Wait a minute. There was Hawaiian money?
"It started about 1879," explained local numismatologist Don Medcalf of Hawaiian Island Stamp and Coin. "The American Bank Note Company out of New York -- who designed everyone's money at the time -- was pretty rushed to create it. They picked some scenes from South American currency to put on the Hawaiian money. The only bill to actually have a vignette of Kalakaua was the $500 bill, and only 200 of those were printed."
Most have disappeared. "There are only five known copies of the $100 bills and they're all in terrible condition," Medcalf said. "A $10 bank note from the estate of Samuel Mills Damon was auctioned last year for $268,000."
Complicating things, said Medcalf, are reprints of the money made as souvenirs. "Even Duke Kahanamoku printed up copies of the $100 to give away. The real thing, though, is worth thousands."
So, woppajaws, Voltaire. Fitzgerald's reprints take it a step further. Not only has he lovingly restored the engraved detail when possible, he's colorized the notes as if they had been printed in a full range of hues. The result is rather attractively Victorian and, as Fitzgerald is the first to admit, turns the notes into artwork rather than collectibles.
"Like many people, I had no idea that such bills existed," said Fitzgerald. "The library had some pictures of the original notes, but from the time the bills vanished in 1910, to the invention of the Internet, no one had really seen them. I started with the highest-quality photographs I could find, and from there started restoring the engraving details using PhotoShop under high magnifications."
The original bills were printed with black and green or brown ink.

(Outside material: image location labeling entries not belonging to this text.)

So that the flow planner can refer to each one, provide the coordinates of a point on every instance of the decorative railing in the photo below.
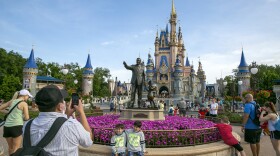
(165, 138)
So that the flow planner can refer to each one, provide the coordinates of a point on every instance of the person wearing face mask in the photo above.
(12, 131)
(71, 134)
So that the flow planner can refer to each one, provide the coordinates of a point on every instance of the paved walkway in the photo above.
(266, 147)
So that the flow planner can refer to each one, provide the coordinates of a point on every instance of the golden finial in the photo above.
(173, 8)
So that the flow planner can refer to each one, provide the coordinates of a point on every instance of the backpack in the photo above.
(256, 120)
(277, 124)
(38, 150)
(170, 110)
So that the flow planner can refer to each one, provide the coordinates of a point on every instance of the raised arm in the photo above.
(5, 105)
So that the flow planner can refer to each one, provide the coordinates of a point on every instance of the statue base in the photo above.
(142, 114)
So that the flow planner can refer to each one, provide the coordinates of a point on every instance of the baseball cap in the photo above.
(49, 97)
(25, 92)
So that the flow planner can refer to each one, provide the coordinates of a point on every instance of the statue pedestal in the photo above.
(142, 114)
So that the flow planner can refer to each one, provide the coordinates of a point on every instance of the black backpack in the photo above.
(256, 120)
(38, 150)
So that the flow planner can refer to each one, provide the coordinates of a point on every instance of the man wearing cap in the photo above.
(12, 131)
(71, 134)
(182, 107)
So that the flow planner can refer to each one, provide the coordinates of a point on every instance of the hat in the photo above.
(49, 97)
(25, 92)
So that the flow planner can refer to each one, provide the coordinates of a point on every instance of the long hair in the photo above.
(271, 106)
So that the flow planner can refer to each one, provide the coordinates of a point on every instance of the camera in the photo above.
(75, 99)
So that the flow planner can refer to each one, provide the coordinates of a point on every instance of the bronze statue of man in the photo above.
(137, 81)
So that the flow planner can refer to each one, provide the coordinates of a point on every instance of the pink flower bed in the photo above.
(173, 131)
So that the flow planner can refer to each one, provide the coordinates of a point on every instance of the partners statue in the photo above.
(151, 88)
(137, 81)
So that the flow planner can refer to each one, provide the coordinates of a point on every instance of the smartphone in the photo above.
(75, 99)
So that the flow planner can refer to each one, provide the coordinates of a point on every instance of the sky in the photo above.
(113, 31)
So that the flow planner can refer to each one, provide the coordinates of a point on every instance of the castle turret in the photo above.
(178, 76)
(202, 77)
(30, 71)
(87, 77)
(173, 37)
(150, 68)
(243, 74)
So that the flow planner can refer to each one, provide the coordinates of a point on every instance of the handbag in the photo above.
(2, 121)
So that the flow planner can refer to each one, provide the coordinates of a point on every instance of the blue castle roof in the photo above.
(187, 62)
(48, 78)
(88, 64)
(31, 61)
(163, 59)
(243, 61)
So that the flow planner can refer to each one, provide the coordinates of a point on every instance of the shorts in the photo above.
(252, 136)
(12, 132)
(139, 153)
(119, 154)
(238, 147)
(275, 135)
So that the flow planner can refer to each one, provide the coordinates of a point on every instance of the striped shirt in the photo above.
(69, 137)
(135, 141)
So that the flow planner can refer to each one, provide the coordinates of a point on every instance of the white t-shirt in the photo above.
(212, 107)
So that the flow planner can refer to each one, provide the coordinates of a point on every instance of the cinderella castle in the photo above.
(170, 69)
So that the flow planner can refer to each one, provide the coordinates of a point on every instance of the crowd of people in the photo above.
(74, 133)
(52, 107)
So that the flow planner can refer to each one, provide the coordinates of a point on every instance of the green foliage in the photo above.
(233, 117)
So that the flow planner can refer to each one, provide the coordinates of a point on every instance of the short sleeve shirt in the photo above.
(250, 109)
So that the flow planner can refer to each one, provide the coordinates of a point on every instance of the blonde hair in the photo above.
(15, 96)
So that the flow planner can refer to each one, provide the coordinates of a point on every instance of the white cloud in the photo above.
(107, 43)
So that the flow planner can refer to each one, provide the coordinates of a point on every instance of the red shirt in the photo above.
(225, 132)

Pretty dull. "An artist friend commented on how pretty they would be if colored, so I added tints that weren't garish or neon, very period in appearance."

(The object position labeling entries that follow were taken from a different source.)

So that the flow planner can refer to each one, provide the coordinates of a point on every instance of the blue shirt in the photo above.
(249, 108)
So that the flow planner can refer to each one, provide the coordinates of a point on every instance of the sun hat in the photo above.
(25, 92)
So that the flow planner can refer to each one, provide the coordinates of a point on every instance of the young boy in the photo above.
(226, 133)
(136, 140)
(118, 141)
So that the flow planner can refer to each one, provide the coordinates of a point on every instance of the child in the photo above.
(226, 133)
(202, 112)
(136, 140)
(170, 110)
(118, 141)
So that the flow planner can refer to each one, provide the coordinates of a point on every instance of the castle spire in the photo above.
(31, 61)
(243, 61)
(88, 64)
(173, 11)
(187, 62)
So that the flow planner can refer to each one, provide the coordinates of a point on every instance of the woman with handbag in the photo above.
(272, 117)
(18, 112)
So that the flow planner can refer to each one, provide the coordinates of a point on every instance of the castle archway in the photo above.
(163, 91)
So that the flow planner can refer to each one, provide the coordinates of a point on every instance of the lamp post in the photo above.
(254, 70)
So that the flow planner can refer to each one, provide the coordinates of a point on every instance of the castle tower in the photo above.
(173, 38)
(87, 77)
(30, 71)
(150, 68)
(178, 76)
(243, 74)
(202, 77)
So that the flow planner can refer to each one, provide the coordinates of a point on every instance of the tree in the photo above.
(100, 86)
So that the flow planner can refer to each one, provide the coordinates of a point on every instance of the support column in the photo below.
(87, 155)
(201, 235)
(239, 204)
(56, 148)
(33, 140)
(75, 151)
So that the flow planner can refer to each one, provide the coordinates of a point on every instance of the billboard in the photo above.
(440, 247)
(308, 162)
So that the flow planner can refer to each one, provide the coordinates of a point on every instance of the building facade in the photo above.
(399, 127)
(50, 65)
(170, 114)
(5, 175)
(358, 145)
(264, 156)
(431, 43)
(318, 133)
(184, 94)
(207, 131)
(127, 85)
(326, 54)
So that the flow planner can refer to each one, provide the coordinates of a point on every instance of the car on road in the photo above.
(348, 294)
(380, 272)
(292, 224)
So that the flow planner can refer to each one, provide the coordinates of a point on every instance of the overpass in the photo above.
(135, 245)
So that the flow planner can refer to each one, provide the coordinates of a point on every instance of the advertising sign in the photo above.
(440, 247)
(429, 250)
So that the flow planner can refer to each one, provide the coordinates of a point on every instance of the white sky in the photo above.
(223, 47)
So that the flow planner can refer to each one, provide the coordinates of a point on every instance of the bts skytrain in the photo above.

Fitzgerald reproduces the bills as artwork, mounted in archival frames with period postcards or maps, with provenance sheets attached to the back. They're sold in upscale venues such as Martin & MacArthur for about $50 to $300, although a tourist-friendly store chain is interested in unframed versions.
"Most people comment that they had no idea the Hawaiian Kingdom had such a sophisticated currency. One of the things that define a nation is its currency," said Fitzgerald.
And, other than the colors, there's another way to differentiate Fitzgerald's reproductions from the once-legal tender: "That's my signature on the Secretary of the Treasury line!" laughed Fitzgerald.